Most Sun servers have something called an Advanced Lights Out Manager, a.k.a. an ALOM; this is an embedded computer that sits separately from the actual server (called the “host”), for the purpose of managing its hardware remotely. E.g. if the host crashes irreparably, you can reboot it with the ALOM.
There are two main ways to communicate with the Sun Fire’s ALOM; serial and Ethernet. The first machine I set up (which I named
mario) was already configured to use Ethernet, so I connected it and my laptop to the same network and SSH’d into it. You can figure out the ALOM’s local IP with
arp-scan -l -N. Look for Oracle hardware among the returned entries, that’s the one you want.
The second one (
luigi) was not Internet-ready, and took me a while to figure out. Turns out you have to connect a computer directly to its serial management port with the server totally unplugged, then plug it in and use your serial console of choice (
cutecom in my case, but
screen are apparently pretty popular, too).

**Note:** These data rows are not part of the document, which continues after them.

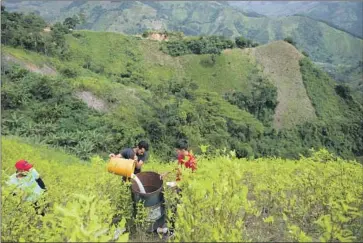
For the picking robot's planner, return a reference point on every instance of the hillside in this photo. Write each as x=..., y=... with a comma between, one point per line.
x=130, y=88
x=280, y=62
x=322, y=42
x=342, y=15
x=83, y=199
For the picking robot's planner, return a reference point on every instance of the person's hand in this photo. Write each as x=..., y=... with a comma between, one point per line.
x=163, y=175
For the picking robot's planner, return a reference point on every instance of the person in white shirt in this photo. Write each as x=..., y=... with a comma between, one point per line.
x=27, y=179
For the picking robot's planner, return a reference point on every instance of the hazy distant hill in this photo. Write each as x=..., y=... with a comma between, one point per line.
x=344, y=15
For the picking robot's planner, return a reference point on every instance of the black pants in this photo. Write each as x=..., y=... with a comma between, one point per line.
x=174, y=209
x=137, y=171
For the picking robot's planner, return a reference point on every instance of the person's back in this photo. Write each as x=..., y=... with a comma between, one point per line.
x=27, y=179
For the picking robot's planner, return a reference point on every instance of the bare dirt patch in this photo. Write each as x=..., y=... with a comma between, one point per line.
x=92, y=101
x=44, y=70
x=158, y=37
x=280, y=62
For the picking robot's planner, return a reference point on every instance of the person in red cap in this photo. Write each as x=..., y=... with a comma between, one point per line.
x=27, y=178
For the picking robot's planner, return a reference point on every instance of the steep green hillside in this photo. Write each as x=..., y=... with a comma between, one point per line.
x=268, y=199
x=108, y=91
x=322, y=42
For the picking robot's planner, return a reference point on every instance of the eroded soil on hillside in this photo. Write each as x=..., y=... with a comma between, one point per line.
x=280, y=62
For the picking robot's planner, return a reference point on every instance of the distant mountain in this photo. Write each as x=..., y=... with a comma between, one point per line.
x=322, y=42
x=347, y=16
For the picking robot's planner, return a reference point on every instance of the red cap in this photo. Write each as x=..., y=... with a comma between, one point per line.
x=23, y=165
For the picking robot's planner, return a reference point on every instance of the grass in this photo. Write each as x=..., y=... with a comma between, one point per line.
x=232, y=70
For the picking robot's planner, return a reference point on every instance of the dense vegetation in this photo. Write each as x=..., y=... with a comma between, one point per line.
x=204, y=45
x=26, y=30
x=323, y=43
x=147, y=99
x=311, y=199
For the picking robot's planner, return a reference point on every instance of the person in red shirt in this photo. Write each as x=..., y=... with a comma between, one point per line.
x=185, y=157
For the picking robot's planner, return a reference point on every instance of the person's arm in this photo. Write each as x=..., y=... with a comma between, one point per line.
x=117, y=155
x=41, y=183
x=139, y=164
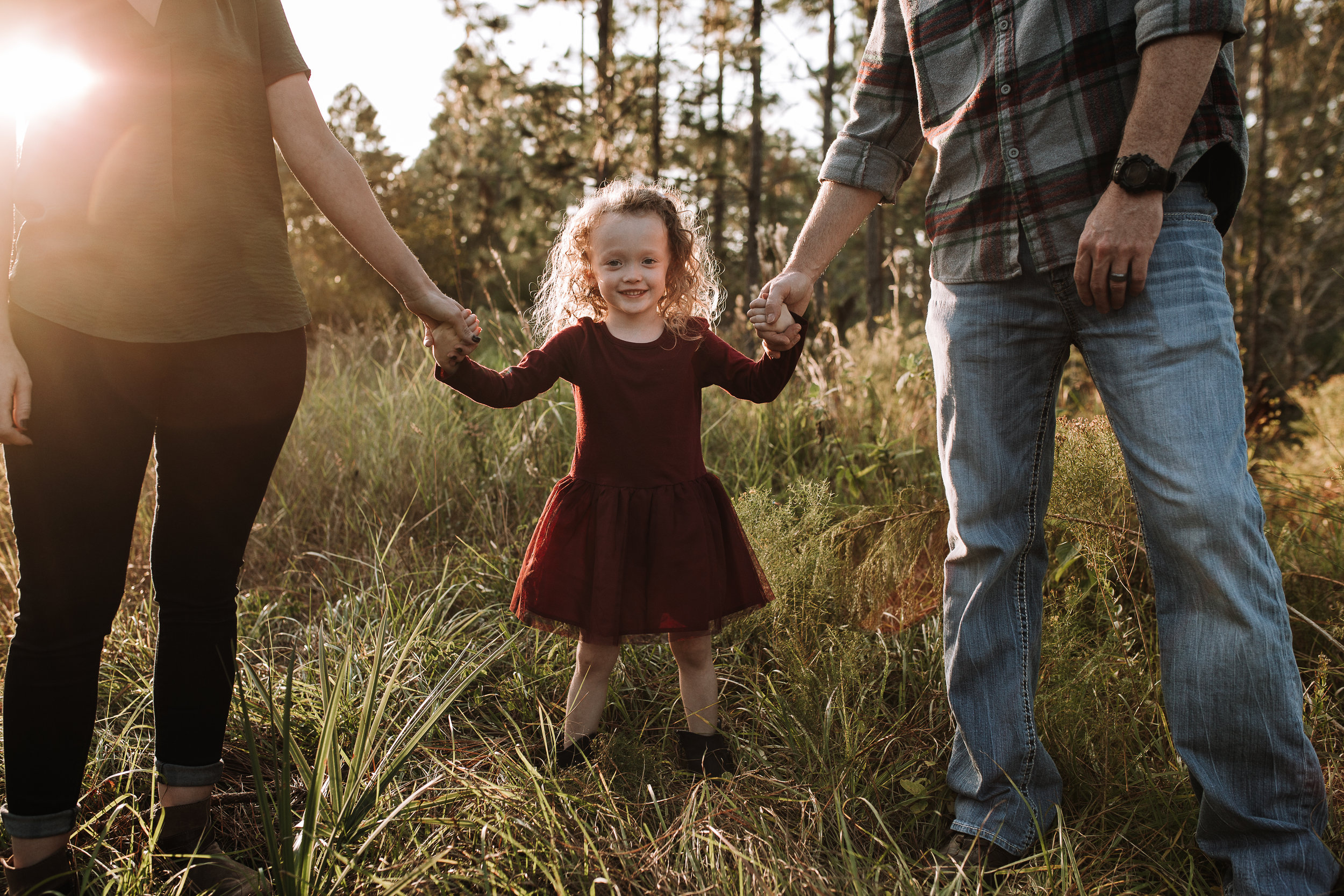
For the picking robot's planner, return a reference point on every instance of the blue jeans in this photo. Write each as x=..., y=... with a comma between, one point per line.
x=1171, y=378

You might need to wipe the ALOM if you can’t get in, like if the
admin password isn’t the default 8 trailing characters of the serial number. In that case, send it an ESC (
0x1B in ASCII) across the line before it finishes its bootup self-tests, then follow the instructions.
From the ALOM, you can connect to the host through a console via the
console command. This is how you can use the machine if it’s not yet connected to the Internet, like when you install a new OS. You may hit the OpenBoot PROM before actually booting the OS; if you have an installer CD inserted, you can type
boot cdrom to run it. Or just type
boot to run whatever’s installed already.

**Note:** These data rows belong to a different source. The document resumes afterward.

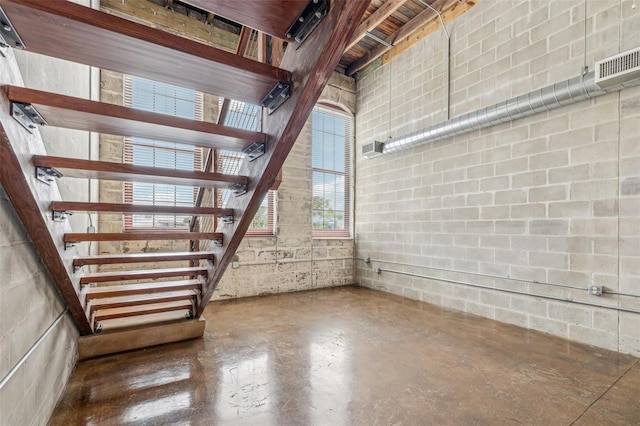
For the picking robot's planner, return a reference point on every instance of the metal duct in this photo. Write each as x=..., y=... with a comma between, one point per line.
x=564, y=93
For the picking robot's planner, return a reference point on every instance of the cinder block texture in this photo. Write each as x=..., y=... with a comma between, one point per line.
x=29, y=303
x=545, y=205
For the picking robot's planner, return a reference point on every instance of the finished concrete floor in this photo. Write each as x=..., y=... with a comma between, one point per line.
x=353, y=356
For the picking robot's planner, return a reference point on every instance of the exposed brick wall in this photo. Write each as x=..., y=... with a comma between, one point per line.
x=551, y=198
x=303, y=262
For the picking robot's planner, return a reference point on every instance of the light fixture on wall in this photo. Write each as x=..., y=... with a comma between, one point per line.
x=372, y=150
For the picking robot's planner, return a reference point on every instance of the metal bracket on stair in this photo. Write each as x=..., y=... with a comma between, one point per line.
x=239, y=189
x=47, y=174
x=227, y=219
x=8, y=35
x=60, y=215
x=27, y=116
x=255, y=150
x=276, y=96
x=307, y=21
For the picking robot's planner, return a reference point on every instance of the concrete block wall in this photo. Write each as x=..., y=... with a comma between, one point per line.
x=534, y=206
x=29, y=301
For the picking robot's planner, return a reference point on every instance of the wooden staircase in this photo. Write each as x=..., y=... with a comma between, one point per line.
x=69, y=31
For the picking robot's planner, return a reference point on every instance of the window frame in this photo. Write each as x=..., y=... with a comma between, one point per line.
x=337, y=110
x=130, y=143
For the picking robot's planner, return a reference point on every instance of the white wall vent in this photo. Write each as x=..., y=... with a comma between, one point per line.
x=618, y=69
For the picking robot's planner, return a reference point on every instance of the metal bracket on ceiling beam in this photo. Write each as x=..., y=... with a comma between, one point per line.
x=8, y=35
x=60, y=215
x=47, y=174
x=255, y=150
x=239, y=189
x=307, y=21
x=228, y=219
x=27, y=116
x=378, y=39
x=276, y=96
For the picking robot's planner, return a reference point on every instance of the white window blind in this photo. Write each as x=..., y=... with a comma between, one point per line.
x=245, y=116
x=331, y=167
x=167, y=99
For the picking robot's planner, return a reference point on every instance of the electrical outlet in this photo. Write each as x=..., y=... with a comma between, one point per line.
x=595, y=290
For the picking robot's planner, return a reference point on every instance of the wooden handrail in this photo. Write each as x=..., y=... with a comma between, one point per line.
x=83, y=114
x=91, y=37
x=111, y=259
x=78, y=237
x=101, y=277
x=79, y=168
x=81, y=206
x=312, y=64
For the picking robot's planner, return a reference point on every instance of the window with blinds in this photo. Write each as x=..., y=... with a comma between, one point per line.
x=331, y=133
x=148, y=95
x=245, y=116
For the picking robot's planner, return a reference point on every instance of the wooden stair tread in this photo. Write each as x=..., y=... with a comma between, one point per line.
x=141, y=299
x=82, y=114
x=124, y=46
x=81, y=206
x=144, y=288
x=100, y=277
x=271, y=17
x=78, y=237
x=90, y=169
x=129, y=311
x=106, y=259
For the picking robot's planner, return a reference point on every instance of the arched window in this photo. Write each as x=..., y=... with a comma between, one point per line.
x=331, y=156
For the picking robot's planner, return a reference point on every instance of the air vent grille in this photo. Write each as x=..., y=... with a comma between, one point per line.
x=618, y=69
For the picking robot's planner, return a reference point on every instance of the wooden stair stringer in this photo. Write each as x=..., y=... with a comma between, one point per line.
x=31, y=197
x=311, y=65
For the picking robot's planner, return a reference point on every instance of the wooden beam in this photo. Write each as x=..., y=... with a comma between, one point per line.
x=375, y=19
x=82, y=206
x=273, y=17
x=311, y=64
x=148, y=13
x=78, y=237
x=116, y=259
x=103, y=277
x=243, y=41
x=77, y=33
x=133, y=311
x=109, y=342
x=92, y=293
x=451, y=10
x=142, y=299
x=78, y=168
x=406, y=30
x=12, y=178
x=82, y=114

These machines came with Solaris, but I don’t give half a rat’s ass about it. So I installed Debian. It didn’t go as well as I’d like…

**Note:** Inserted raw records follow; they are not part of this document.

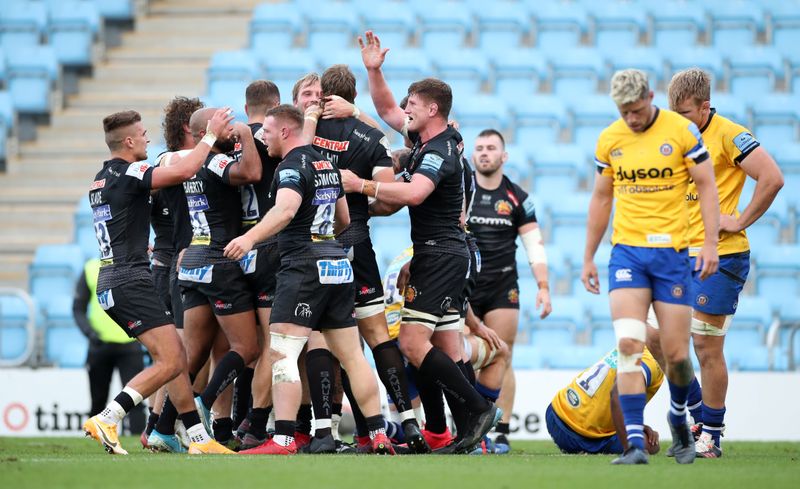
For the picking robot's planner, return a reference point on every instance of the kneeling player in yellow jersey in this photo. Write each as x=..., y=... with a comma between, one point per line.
x=586, y=417
x=735, y=155
x=645, y=161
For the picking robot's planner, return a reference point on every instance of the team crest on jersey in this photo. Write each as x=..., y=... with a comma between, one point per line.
x=503, y=208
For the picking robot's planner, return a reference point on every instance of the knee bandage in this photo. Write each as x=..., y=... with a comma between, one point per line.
x=634, y=329
x=285, y=369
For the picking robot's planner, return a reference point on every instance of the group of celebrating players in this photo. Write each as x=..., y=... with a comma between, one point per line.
x=263, y=283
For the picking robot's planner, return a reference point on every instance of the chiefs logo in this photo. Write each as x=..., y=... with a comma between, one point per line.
x=503, y=208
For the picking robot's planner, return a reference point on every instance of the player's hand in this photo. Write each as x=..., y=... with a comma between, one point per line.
x=707, y=261
x=335, y=107
x=403, y=276
x=371, y=52
x=651, y=440
x=729, y=224
x=239, y=247
x=351, y=182
x=220, y=121
x=489, y=335
x=543, y=303
x=589, y=277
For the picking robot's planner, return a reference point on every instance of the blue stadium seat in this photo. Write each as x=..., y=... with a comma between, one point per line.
x=557, y=27
x=32, y=71
x=753, y=72
x=675, y=23
x=394, y=26
x=72, y=31
x=22, y=23
x=442, y=23
x=538, y=119
x=734, y=24
x=502, y=25
x=275, y=26
x=616, y=24
x=576, y=71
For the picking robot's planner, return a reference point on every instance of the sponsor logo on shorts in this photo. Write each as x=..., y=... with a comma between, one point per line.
x=623, y=275
x=302, y=310
x=573, y=398
x=411, y=293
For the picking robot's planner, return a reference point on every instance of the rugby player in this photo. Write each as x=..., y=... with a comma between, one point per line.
x=501, y=211
x=433, y=189
x=645, y=160
x=120, y=200
x=315, y=283
x=735, y=155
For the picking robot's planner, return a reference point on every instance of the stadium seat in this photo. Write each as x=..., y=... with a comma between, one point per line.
x=557, y=27
x=22, y=23
x=675, y=23
x=615, y=25
x=275, y=26
x=72, y=30
x=32, y=72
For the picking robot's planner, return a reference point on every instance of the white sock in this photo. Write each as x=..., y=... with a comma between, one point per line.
x=197, y=434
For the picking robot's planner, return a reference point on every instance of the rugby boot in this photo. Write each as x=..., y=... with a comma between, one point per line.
x=104, y=433
x=631, y=456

That’s not edited; the ALOM’s console output can be really, really slow. Sometimes. When the planets are aligned a certain way. Apparently, everything output by the ALOM (including the host console) through an internal serial line that runs at 9600 baud.
It gets worse. The most recent official Debian release for SPARC dates back to 2013, and it doesn’t even support 64-bit varieties. But I didn’t know that! Debian Wheezy doesn’t have recent versions of anything, and I was hesitant to slap anything together. Back to the drawing board.
The Good News
Soon after, I found out three interesting things.
The first is that a man named John Paul Adrian Glaubitz maintains Debian ISOs for SPARC64 hardware right here. Seriously, a new ISO had come out the day before I discovered this. It’s neither official nor technically stable, but in my experience thus far it works well enough.
The second is that recent Debian software is maintained for specialty architectures (including SPARC64) at Debian Ports. I’ll come back to this in a bit.
The third is that you can install Debian via SSH. In a nutshell:
- Run the installer in expert mode (it’ll tell you how).
- Set up the country, language, and locale.
- Mount the installer CD with
Detect and mount CD-ROM.
- Go to
Load installer components from CDand install
- Configure the network hardware (most likely this can be done automatically).
- On the main menu, select
Continue installation remotely using SSH.
- The installer will guide you from there. Make sure your network will let you SSH in!
There, now you don’t have babysit a sluggish serial line. Continue installing Debian as usual. Just note that the package repos available out of the box don’t have SPARC64-built software, so you might get warnings or errors.
The ISOs I linked to earlier do not provide Debian Ports out of the box (as of this writing). The first thing you can do is rectify that. Instructions for enabling it are here, but basically it’s adding these two lines to
deb http://ftp.ports.debian.org/debian-ports unstable main deb http://ftp.ports.debian.org/debian-ports unreleased main
The ISOs don’t come with
sudo, so you’ll need to
root and edit them with
nano. Then do
apt-get update && apt-get dist-upgrade and go out for lunch. When you get back, install
sudo, then whatever else you’d like.
Amazingly, this repo actually has recent software. Hell, some of it (including
bash) is newer than what I have on my own laptop. There’s even new hipster coreutils-alikes like
jq () available.
Thirty-Two Times the Fun
Remember, I’ve still got to benchmark these machines (or at least one of them, since they’re identical). I was to be given a comparable x86 server for more meaningful data, but at the time of writing that hasn’t happened. If I get access later, I’ll update this post with the relevant numbers. Or maybe I’ll just use my own laptop. I dunno.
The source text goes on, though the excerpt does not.